Ao longo de 520 metros lineares, a empresa logística Porto Seco Centro-Oeste invade em exatos 8,27 metros a faixa de domínio da ferrovia controlada pela Ferrovia Centro Atlântica (FCA). A afirmação é de um laudo técnico realizado no local pelo especialista em georreferenciamento Wesley de Almeida Vitorino.
Isto porque a distância mínima para construção nas margens de uma ferrovia é de 15 metros, a partir da faixa de domínio, conforme regulamenta a Lei nº 6.766/79. O documento ao qual o Anápolis Diário teve acesso indica que a ocupação ilegal da área correspondendo a 4.304 metros quadrados.
Esta área em questão corresponde à faixa de domínio da ferrovia, classificada juridicamente como bem público federal de uso especial (art. 20, II, da CF/88). Conforme a lei, esta área deve – ou deveria, no caso da empresa anapolina – permanecer desobstruída, conforme a Resolução ANTT nº 4.132/2013 e o Decreto nº 1.832/1996, garantindo segurança e manutenção da malha ferroviária.
O laudo técnico aponta ilegalidades como:
- O espaço está pavimentado e integrado ao uso operacional do Porto Seco;
- Não existe sinalização horizontal e vertical adequada, em desacordo com a NBR 14644 e o Código de Trânsito Brasileiro (Lei nº 9.503/1997);
- A área é utilizada de forma contínua, visível a qualquer interessado, logo na entrada do empreendimento.

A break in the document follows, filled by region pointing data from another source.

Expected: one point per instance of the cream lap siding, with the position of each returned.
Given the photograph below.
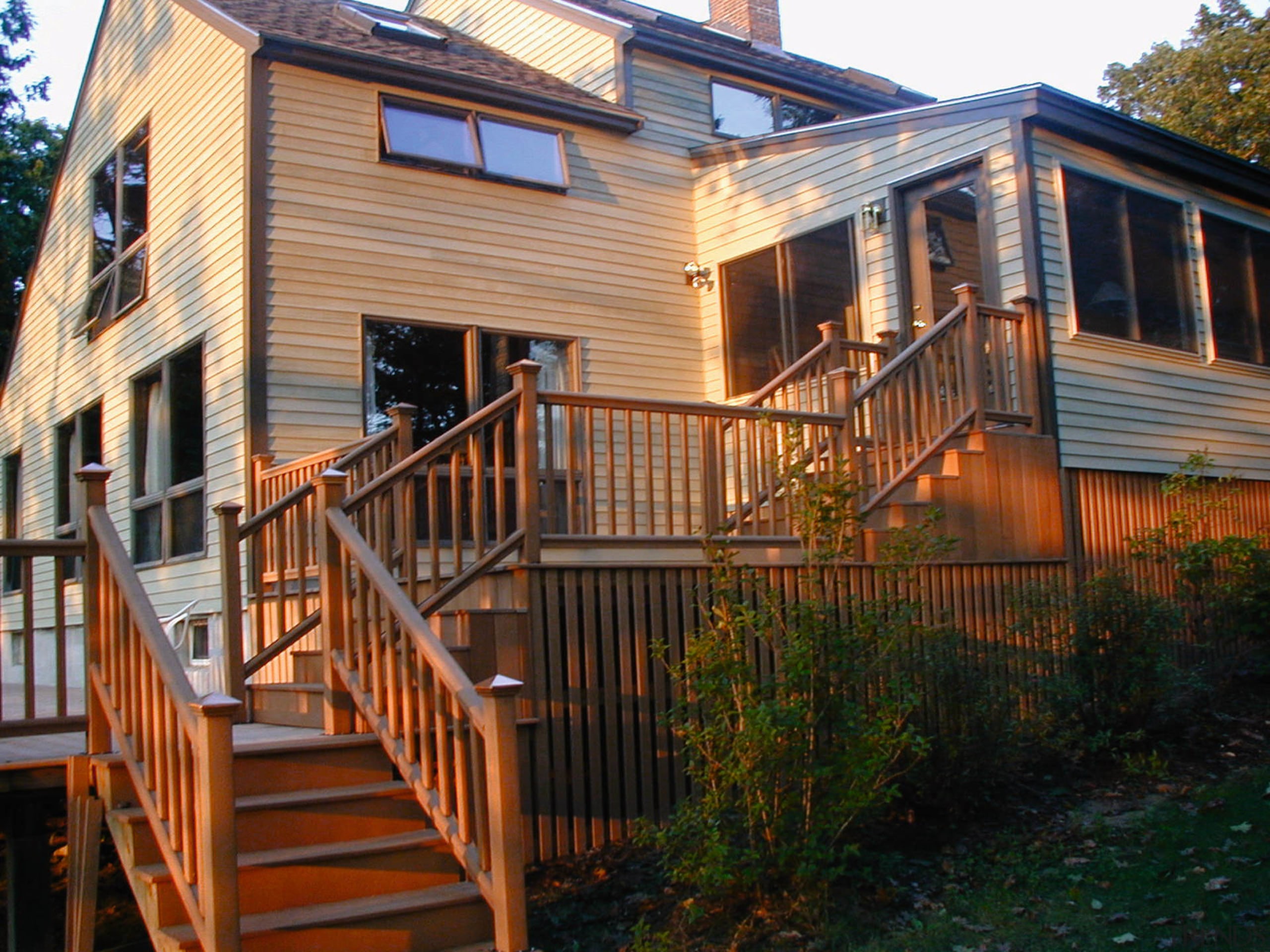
(352, 237)
(750, 203)
(579, 55)
(196, 106)
(1132, 407)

(LEIA TAMBÉM: “Construção irregular do Porto Seco no Daia aumenta risco de colisão e de atropelamentos, aponta levantamento técnico”)
O documento ainda identifica que existem três passagens em nível consecutivas, “em desconformidade com a Resolução ANTT nº 5.956/2021, que estabelece distância mínima de 1.500 metros entre cruzamentos ferroviários, salvo autorização expressa da concessionária e da Agência Reguladora”.

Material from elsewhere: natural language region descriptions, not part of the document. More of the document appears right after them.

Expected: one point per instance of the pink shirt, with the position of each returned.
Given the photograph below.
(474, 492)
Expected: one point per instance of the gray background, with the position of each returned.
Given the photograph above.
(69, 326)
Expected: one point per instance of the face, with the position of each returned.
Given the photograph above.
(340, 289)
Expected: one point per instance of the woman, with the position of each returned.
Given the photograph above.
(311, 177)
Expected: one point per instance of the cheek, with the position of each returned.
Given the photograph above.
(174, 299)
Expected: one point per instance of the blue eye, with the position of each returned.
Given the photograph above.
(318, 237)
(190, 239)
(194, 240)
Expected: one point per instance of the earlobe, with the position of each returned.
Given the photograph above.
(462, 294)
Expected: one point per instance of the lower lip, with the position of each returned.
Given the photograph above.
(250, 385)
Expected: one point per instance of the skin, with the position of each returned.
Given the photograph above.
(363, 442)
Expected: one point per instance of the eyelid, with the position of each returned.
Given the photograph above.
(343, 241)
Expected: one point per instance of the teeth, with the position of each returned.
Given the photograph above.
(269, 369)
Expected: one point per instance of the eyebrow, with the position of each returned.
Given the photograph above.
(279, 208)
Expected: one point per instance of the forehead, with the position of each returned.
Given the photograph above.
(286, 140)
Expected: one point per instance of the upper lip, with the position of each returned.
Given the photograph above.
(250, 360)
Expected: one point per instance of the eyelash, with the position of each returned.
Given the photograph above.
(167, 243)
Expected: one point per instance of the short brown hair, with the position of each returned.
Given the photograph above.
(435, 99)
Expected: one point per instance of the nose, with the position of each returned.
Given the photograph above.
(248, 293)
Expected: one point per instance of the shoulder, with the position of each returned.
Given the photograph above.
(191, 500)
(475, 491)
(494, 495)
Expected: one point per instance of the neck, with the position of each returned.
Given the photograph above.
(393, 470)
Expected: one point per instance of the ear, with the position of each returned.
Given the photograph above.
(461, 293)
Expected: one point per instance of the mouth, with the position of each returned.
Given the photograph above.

Conforme atesta o laudo de Wesley Vitorino, “nenhuma das passagens atende às diretrizes da VLI Logística (concessionária da ferrovia), caracterizando grave risco operacional e comprometimento da segurança ferroviária e rodoviária”.
OUTRAS IRREGULARIDADES
Na vistoria técnica, verificou-se que: o espaço está pavimentado e integrado ao uso operacional do Porto Seco. Do mesmo modo, não existe sinalização horizontal e vertical adequada, em desacordo com a NBR 14644 e o Código de Trânsito Brasileiro (Lei nº 9.503/1997). Por fim, indica o laudo, a área é utilizada de forma contínua, visível a qualquer interessado, logo na entrada do empreendimento.
RECOMENDAÇÃO
Como recomendação, o especialista recomenda a notificação extrajudicial ao Porto Seco para desocupação, a Comunicação à Agência Nacional de Transportes Terrestres (ANTT) e à concessionaria da ferrovia, neste caso a Ferrovia Centro Atlântica, comandada pela VLI Multimodal Ferrovia S/A.

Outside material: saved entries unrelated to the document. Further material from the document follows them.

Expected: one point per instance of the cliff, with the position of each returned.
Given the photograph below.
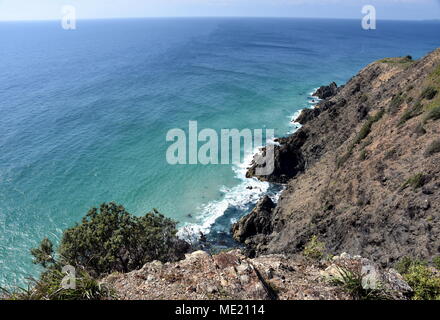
(361, 177)
(362, 173)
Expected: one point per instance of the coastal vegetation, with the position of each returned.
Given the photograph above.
(107, 240)
(363, 133)
(423, 279)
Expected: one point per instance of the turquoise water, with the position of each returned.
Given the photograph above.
(84, 113)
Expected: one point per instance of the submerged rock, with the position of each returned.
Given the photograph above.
(257, 222)
(326, 92)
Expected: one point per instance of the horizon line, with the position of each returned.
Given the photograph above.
(212, 17)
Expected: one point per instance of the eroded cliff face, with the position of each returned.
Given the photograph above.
(231, 275)
(363, 171)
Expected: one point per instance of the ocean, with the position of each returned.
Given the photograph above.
(84, 113)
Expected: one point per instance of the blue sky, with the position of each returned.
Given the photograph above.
(90, 9)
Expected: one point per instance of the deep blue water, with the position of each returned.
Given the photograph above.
(84, 113)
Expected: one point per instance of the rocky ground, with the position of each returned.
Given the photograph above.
(363, 172)
(361, 175)
(231, 275)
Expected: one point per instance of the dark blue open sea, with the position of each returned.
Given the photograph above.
(84, 113)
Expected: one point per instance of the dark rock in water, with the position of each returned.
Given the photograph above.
(351, 202)
(307, 115)
(326, 92)
(288, 159)
(257, 222)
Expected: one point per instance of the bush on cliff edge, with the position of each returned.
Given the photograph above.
(110, 239)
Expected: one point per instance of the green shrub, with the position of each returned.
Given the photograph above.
(412, 112)
(433, 148)
(351, 282)
(395, 103)
(419, 130)
(404, 263)
(424, 282)
(363, 155)
(110, 239)
(416, 181)
(429, 93)
(436, 262)
(107, 240)
(363, 98)
(433, 114)
(314, 249)
(49, 287)
(366, 128)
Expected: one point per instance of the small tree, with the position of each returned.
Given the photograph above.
(110, 239)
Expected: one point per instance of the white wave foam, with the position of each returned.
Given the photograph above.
(247, 192)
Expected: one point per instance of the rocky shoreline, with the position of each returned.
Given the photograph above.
(345, 167)
(362, 192)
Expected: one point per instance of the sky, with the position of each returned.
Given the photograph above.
(100, 9)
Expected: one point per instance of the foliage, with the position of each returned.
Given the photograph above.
(314, 249)
(429, 93)
(44, 254)
(412, 112)
(351, 282)
(424, 282)
(107, 240)
(366, 128)
(402, 266)
(416, 181)
(433, 114)
(363, 133)
(419, 276)
(110, 239)
(48, 287)
(436, 262)
(395, 103)
(433, 148)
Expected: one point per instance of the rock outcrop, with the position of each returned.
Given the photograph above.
(231, 275)
(257, 222)
(326, 92)
(362, 172)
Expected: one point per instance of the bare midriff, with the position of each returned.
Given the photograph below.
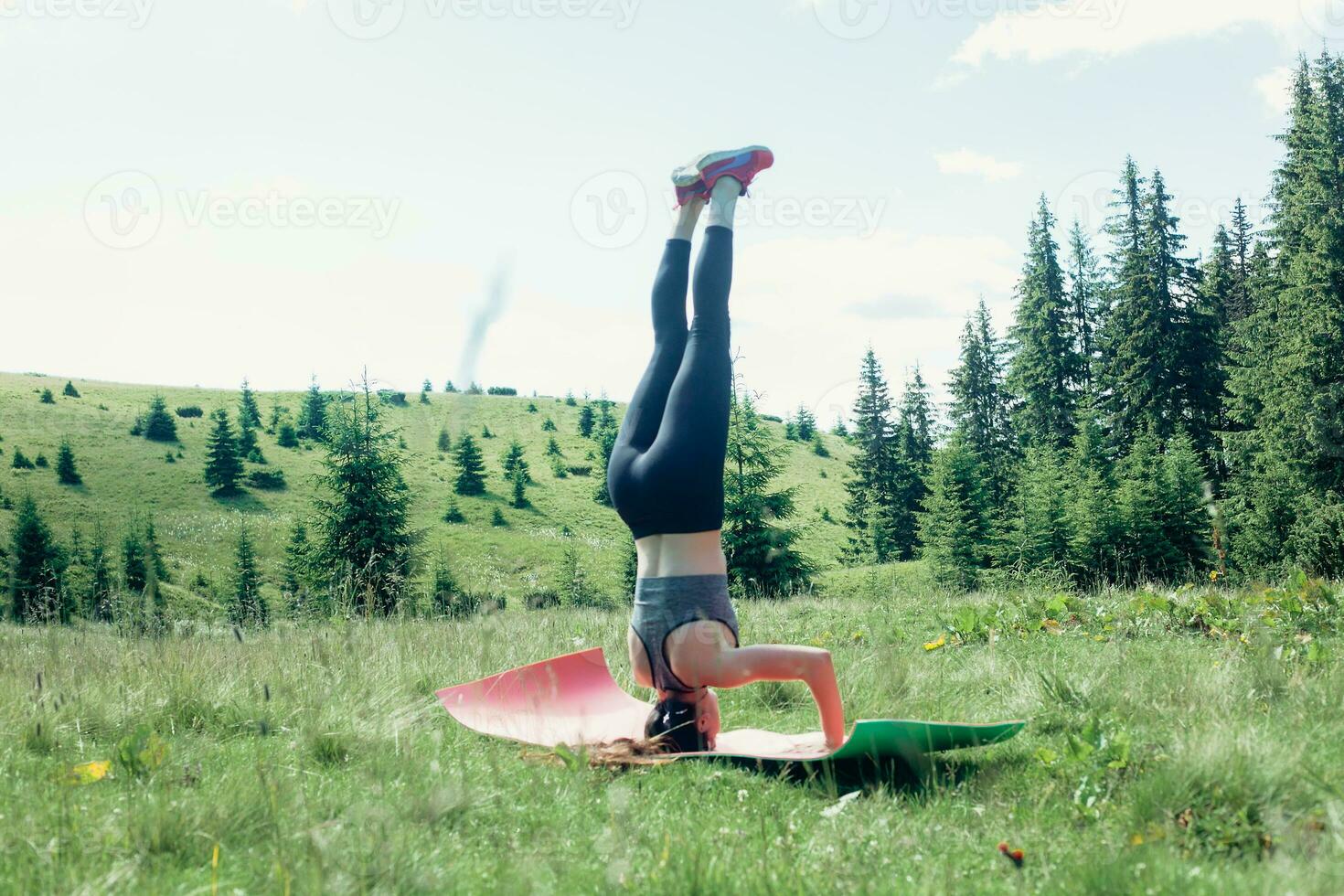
(691, 554)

O técnico ainda sugere a notificação para registro de auto de infração ambiental e a adoção de medidas corretivas para recomposição da faixa de domínio. O laudo ainda recomenda que, em caso de descumprimento, seja ajuizada uma ação de ação de reintegração de posse.
VLI
O Anápolis Diário entrou em contato com a FCA/VLI apresentando dados do documento acima e fazendo alguns questionamentos sobre como a empresa ferroviária pretende lidar com este cenário. As respostas serão publicadas no AD tão logo sejam enviadas.